La referencia lingüística de nuestra protagonista termina fungiendo como recurso informático del viaje que ha hecho. El dominio del castellano, el yoruba, igbo y algunos conceptos taínos, wolof, congolés, francés, latín e inglés se atan inevitablemente a la faena para la que sus manos han servido: cocinera, obrera de caña y comadrona. Las conversaciones con Petro, nos van acercando cada vez a la razón de la condena de Ndizi, a fugas de yorubas refugiados en cuevas y a violaciones bestiales. A medida que avanza el relato se percibe una complicidad entre ambos personajes. De manera cautelosa se nos va aumentando el volumen de una voz que ha sido apagada, hasta permitirnos escuchar una confesión que llega a lastimar nuestros tímpanos y que al final de la lectura nos revuelve las entrañas.
El último relato Saeta, nos presenta la historia de Tshanwe esclava a la que sus dueños insisten en llamar Teresa. La clase hacendada es caracterizada por una serie de comportamientos que hoy nos pueden parecer insólitos, pero abordados desde la época esclavista no transgredían la norma.
De forma perspicaz, la narración nos lleva a unir genealógicamente a uno de los personajes con la autora. Como una broma sagaz y sarcástica, la autora le sede al dueño de la hacienda su apellido materno, bautizándolo como Giorgino Pizarro. El logro de este último relato reside en lo esotérico, la alegoría y el realismo mágico. La autora nos demuestra su dominio como malabarista de palabras, en un juego literario que nos regala una exquisita venganza de letras.

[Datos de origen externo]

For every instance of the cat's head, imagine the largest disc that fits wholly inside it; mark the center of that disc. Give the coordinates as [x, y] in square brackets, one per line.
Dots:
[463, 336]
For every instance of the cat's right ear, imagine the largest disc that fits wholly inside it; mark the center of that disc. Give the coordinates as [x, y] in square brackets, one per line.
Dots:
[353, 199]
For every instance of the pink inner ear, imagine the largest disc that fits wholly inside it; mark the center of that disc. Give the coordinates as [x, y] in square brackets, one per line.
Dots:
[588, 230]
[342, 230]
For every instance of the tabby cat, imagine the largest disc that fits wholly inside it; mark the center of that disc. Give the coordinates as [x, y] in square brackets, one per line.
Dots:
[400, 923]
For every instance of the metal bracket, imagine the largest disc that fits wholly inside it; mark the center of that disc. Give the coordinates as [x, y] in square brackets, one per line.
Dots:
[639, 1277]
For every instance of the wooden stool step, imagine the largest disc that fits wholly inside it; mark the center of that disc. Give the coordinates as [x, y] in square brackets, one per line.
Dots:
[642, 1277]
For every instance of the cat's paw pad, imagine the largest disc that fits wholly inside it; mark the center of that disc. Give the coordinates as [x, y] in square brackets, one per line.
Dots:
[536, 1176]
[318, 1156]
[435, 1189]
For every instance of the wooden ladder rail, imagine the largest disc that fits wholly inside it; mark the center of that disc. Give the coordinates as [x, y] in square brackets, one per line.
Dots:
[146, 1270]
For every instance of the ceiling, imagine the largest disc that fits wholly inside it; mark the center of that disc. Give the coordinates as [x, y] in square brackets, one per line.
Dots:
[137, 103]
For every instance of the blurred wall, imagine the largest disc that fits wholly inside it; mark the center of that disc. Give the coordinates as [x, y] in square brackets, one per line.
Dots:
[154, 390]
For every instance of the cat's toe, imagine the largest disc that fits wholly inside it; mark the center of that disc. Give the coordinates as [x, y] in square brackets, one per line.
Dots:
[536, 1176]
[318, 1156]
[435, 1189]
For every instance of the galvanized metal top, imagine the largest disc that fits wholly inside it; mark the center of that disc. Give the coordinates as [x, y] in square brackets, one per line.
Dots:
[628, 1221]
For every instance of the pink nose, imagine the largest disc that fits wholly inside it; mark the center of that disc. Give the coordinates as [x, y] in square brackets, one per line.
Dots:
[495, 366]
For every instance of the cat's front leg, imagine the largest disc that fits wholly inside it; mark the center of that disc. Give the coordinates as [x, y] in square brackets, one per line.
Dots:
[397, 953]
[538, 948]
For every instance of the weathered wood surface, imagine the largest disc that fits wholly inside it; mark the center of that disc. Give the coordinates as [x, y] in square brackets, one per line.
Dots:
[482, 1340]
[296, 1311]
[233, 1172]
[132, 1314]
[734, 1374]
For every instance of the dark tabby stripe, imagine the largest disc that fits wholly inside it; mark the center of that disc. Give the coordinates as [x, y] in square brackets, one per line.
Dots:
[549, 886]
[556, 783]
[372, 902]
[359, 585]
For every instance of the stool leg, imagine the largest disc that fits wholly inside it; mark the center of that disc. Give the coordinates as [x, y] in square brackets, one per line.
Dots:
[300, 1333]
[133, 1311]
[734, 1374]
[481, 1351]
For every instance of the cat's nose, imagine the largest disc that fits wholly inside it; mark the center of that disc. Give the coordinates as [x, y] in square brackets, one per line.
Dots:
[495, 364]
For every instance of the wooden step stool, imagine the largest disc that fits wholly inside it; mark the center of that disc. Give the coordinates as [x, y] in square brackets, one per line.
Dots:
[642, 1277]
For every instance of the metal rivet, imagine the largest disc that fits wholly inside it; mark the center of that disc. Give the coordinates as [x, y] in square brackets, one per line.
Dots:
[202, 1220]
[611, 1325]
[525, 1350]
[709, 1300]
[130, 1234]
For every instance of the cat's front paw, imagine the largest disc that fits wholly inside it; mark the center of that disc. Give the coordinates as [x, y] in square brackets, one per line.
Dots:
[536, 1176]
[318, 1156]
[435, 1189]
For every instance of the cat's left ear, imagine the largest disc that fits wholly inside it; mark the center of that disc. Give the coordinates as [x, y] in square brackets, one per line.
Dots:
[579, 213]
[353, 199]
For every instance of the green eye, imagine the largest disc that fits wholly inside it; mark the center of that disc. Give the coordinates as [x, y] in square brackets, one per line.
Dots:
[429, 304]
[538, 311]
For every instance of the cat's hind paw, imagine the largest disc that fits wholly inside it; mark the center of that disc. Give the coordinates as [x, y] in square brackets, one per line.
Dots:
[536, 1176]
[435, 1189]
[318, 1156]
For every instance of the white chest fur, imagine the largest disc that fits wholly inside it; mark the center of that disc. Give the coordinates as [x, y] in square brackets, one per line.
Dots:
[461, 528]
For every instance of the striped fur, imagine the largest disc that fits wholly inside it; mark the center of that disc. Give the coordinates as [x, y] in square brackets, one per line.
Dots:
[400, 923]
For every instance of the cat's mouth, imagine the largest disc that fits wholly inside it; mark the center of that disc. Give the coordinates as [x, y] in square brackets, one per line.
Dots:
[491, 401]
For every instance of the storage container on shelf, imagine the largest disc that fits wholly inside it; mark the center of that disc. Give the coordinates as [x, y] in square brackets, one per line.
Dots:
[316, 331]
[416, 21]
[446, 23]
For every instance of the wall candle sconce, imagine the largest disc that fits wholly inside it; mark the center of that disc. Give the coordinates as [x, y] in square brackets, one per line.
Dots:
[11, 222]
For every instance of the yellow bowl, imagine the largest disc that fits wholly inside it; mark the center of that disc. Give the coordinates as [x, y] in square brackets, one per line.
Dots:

Las negras es el recuerdo de una herida interna y silente heredada por siglos. Las palabras nos llegan al ánima como un silbido de alerta, la herida se nos va haciendo tangible hasta manchar nuestras manos de sangre Así, los recuerdos olvidados no desaparecen, sino que son sepultados en el inconsciente para enfrentarlos luego. Leer Las negras es escarbar la historia y enfrentarnos a memorias antepasadas que han sido enterradas. Advierto que estas páginas son para los lectores valientes que consigan soportar la incomodidad que provocan las imágenes tóxicas que en ocasiones consiguen lacerar nuestra conciencia.
Al culminar la lectura de los relatos tal vez una nostalgia esclarecedora nos provoque un movimiento involuntario. Llevar el libro hasta al centro de nuestro pecho y sentir que algo ha cicatrizado dentro de nosotros.